Feathers. There were no feathers in the box with her. When we dug up the bodies of the other women buried behind the cabin, we found feathers trapped in their clothes. And then when we did the autopsies and got the analysis of their stomach contents, we figured out what had happened. It was grotesque. No one needed to know about that. We made a conscious decision to keep it private out of respect for the victims. The county attorney didn’t use that information at the trial.”

“Well, Lori found out somehow,” Serena said. “Somebody must have told her.”

“No. Nobody told her. There are no more than ten people in Duluth who know about the chickadees. They’re cops and attorneys, and that’s all. I can give you their names. There is no way Lori Fulkerson could have known about it.”

Serena thought about it. Then she shook her head.

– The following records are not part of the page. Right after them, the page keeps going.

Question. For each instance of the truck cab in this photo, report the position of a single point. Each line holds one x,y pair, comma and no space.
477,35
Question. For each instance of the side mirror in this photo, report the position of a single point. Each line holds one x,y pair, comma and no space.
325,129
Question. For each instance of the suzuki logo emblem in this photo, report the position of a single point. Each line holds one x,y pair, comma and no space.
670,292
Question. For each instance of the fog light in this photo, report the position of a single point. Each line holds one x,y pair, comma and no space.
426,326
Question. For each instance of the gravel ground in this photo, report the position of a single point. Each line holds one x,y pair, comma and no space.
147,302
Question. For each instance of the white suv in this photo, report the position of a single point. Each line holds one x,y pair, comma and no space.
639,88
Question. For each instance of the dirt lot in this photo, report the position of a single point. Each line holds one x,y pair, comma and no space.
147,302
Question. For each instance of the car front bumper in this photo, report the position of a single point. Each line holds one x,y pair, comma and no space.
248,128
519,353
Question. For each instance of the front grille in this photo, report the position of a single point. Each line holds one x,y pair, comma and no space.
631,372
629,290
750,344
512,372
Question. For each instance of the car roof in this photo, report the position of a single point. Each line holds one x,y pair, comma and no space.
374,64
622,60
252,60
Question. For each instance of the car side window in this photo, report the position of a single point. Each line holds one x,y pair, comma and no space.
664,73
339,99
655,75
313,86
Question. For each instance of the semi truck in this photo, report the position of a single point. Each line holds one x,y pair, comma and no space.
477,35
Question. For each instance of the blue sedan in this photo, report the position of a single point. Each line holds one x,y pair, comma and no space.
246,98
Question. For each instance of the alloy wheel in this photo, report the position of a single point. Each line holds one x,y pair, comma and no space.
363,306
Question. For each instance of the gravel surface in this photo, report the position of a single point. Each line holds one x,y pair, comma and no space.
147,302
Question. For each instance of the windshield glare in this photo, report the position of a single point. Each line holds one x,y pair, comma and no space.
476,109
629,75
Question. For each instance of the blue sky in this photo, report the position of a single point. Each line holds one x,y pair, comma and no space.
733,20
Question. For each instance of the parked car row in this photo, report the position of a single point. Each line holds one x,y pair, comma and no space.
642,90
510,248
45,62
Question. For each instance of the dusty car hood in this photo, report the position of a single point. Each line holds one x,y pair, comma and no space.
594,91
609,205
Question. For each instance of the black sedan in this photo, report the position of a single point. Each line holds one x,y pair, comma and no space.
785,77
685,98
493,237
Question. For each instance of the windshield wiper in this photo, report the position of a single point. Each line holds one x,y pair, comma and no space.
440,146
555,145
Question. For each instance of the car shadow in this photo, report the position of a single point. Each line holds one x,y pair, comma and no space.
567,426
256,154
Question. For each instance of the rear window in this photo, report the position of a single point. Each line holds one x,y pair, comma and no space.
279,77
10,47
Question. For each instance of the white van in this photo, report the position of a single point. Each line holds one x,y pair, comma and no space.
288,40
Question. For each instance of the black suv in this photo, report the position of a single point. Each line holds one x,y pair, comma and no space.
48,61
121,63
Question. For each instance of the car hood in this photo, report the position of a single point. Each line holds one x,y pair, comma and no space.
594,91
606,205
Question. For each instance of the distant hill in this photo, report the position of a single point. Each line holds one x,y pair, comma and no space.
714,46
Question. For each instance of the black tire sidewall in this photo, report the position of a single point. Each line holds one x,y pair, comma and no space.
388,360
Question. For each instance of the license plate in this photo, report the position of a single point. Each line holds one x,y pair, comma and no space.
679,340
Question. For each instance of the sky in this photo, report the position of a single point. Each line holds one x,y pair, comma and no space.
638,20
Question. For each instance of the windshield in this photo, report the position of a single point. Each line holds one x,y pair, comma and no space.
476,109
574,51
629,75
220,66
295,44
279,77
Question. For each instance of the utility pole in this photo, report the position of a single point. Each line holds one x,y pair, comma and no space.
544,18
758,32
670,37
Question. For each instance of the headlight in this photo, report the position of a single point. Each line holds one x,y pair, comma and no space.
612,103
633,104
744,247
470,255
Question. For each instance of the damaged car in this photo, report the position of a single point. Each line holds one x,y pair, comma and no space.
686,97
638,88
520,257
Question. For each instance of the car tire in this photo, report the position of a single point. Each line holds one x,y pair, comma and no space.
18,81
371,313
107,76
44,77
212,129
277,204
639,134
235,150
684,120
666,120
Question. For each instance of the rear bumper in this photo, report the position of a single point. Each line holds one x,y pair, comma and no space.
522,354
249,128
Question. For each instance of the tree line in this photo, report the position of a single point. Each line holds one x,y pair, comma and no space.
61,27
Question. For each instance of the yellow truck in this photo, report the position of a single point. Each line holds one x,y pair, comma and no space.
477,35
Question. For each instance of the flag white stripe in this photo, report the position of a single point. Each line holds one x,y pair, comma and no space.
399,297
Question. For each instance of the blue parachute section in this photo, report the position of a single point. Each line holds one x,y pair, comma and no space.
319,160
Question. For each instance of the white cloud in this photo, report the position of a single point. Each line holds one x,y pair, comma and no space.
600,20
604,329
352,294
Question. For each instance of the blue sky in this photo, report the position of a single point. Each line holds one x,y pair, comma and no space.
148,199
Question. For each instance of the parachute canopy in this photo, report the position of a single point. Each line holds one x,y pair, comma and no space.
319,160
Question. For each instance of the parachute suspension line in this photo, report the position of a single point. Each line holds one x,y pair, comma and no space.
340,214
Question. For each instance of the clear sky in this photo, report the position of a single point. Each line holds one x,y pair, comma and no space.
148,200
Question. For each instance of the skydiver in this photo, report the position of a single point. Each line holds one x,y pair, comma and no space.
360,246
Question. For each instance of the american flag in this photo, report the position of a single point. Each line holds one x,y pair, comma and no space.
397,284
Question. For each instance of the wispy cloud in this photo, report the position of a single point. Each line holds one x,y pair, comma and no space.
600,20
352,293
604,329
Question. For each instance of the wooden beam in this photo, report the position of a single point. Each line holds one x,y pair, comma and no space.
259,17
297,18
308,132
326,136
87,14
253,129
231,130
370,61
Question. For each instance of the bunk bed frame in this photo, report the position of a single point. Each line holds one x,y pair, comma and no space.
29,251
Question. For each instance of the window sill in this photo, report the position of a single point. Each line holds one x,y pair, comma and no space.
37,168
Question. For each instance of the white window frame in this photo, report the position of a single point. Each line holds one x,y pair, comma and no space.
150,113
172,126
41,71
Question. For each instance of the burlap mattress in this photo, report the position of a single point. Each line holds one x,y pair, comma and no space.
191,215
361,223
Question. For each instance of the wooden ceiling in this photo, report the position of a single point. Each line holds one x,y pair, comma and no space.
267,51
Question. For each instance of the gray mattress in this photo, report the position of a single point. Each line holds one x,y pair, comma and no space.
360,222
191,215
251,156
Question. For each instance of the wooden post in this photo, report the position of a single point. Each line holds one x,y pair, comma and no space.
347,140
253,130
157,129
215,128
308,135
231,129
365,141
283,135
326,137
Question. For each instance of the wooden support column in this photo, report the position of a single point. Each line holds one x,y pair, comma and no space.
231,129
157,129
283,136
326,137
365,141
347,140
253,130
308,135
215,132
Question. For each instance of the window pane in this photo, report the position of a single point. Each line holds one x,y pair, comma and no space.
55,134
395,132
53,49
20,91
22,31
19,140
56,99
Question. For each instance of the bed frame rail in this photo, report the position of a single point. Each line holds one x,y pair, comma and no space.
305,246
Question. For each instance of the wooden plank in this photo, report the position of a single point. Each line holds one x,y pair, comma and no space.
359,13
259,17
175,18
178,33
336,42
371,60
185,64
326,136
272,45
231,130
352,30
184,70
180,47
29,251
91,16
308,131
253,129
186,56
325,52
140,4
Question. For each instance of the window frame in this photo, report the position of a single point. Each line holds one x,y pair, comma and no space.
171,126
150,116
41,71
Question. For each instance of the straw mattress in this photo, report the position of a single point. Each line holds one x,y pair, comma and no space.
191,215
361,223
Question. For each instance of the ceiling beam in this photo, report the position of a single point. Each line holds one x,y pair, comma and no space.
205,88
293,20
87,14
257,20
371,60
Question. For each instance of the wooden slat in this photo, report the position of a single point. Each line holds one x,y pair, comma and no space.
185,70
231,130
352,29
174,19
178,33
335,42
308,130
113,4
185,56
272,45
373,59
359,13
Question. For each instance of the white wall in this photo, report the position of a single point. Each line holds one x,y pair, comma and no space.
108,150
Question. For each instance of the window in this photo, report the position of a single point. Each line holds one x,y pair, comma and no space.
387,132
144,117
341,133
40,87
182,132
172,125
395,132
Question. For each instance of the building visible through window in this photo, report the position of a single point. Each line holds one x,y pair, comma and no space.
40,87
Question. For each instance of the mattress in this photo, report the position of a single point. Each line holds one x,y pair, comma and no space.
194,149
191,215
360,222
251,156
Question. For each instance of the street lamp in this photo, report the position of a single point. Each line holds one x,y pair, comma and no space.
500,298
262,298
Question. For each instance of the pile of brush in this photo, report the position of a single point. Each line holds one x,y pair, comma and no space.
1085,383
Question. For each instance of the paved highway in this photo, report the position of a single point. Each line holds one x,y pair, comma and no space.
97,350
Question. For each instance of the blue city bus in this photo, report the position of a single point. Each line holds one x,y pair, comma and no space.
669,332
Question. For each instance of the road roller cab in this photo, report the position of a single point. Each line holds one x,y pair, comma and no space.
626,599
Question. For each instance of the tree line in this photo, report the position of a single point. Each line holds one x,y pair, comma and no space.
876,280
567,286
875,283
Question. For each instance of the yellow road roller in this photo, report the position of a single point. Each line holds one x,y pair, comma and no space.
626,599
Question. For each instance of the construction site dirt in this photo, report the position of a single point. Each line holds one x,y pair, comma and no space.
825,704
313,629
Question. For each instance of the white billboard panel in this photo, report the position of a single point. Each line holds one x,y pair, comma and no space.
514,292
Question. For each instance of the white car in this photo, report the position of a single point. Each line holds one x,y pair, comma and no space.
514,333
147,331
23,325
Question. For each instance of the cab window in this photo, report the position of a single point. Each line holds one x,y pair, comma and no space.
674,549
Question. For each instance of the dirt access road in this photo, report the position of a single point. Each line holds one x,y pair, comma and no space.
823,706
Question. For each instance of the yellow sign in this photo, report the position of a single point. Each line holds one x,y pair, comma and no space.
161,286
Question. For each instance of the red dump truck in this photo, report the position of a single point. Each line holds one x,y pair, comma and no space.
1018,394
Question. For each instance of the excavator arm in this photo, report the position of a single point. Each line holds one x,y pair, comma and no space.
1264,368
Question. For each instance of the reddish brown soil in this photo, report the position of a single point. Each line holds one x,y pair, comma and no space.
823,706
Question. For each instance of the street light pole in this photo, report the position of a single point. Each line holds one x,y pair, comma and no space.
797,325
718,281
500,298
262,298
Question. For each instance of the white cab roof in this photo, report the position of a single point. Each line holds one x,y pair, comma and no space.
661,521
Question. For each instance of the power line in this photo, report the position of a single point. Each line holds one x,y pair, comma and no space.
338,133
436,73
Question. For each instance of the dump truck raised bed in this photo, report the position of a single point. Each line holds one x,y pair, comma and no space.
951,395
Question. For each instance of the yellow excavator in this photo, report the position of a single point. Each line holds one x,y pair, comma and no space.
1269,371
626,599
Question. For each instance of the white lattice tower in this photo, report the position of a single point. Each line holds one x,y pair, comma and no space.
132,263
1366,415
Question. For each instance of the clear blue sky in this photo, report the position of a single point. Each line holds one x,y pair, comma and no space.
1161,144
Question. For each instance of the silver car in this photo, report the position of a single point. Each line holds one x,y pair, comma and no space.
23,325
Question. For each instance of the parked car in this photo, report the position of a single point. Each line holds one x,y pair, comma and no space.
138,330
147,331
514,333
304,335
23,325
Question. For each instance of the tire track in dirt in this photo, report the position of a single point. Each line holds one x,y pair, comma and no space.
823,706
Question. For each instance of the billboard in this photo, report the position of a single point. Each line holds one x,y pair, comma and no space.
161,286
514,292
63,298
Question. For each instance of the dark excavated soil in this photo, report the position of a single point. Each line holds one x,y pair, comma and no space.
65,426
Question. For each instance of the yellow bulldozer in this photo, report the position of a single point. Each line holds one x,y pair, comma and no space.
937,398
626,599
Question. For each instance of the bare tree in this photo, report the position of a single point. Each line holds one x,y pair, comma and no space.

“There is one way, Jonny. What if Lori put those women in the box herself?”

45

Gray dawn broke through the snow as Craig Dawson completed his overnight maintenance shift at the Duluth Airport. Stormy nights always made for hard, backbreaking work inside and outside the terminal building. He’d been on the job for sixteen hours straight when his boss finally told him to go home. He was ready for a hot shower, a hot breakfast, and a cold beer.

Craig trudged across the skyway that led from the terminal to the parking garage. He wore his heavy coat, unzipped, his overalls, and his dirty work boots. An empty coffee thermos dangled from his hand. Snow had crusted on the skyway windows, but below him he could see the parking lot, which was mostly empty of cars. Flights had largely been canceled throughout the previous evening, and no one was here to make drop-offs and pickups. The handful of cars in long-term parking wore deep caps of snow.

He reached the covered ramp and made his way to his white F-150 pickup truck. As he turned on the engine, Maroon 5 blared from the radio. He dug in his coat pocket for a bottle of Advil and swallowed two pills. He wiped his brow, which was damp with sweat despite the cold.

No one else was leaving at the same time he was. He drove through the garage and used his key card to exit onto the one-way access road. He was distracted, thinking about what the driveway would look like at his farmhouse. He kept a plow attachment on his pickup at this time of year, and he knew he’d have to push through a quarter mile of eighteen-inch snow to make it to his garage.

He tapped the wheel to the music as he neared the four-way stop at Haines Road. He wasn’t looking for other traffic on the lonely highway, so he had to slam on his brakes to avoid a sleek black limousine that breezed through the intersection without stopping. Craig leaned on his horn, but the limo driver didn’t even slow down as he cruised toward the airport terminal.